Descent
- Editor: Chris Scaife
- Categories: Sport
- Frequency: Bi-monthly (February, April, June, August, October, December)
- Publisher: Stalactite Publishing
- First issue: January 1969
- Company: Stalactite Publishing
- Country: United Kingdom
- Language: English
- Website: www.descentmagazine.co.uk
- ISSN: 0046-0036

= Descent (magazine) =

UK caving magazine

Descent magazine is a bi-monthly British and Irish full-colour print magazine dedicated to caving. It has been in print since 1969, first as a small format magazine and then, from 1977 onwards, in A4 format.

The publication is 'written by cavers, for cavers' and features high quality photographs and articles related to underground exploration. As well as the major features, Descent maintains a network of correspondents in each of the caving regions of the UK and Ireland. The correspondents gather reports on the latest caving discoveries and other caving news for their area.

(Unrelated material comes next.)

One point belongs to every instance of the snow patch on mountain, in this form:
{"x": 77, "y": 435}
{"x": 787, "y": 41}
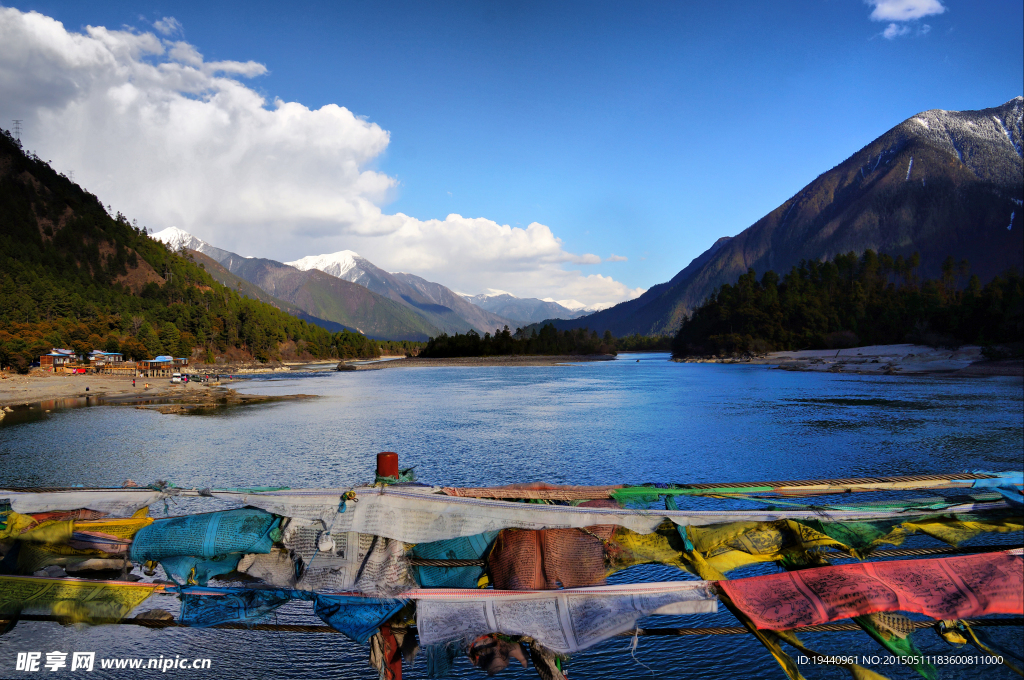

Bruce Bedford was editor from 1969 until 1988. Chris Howes then began to work as editor and bought it from its previous publisher, Gloster Publications, in 1998, bringing it to his and Judith Calford's company, Wild Places Publishing. In 2022, after 34 years and 204 issues as editor, Chris and Judith stepped down with their final issue being for October 2022. As of October 2022, the editor is Chris Scaife working in partnership with Carolina Smith. Chris and Carolina are the owners of Kendal-based Stalactite Publishing.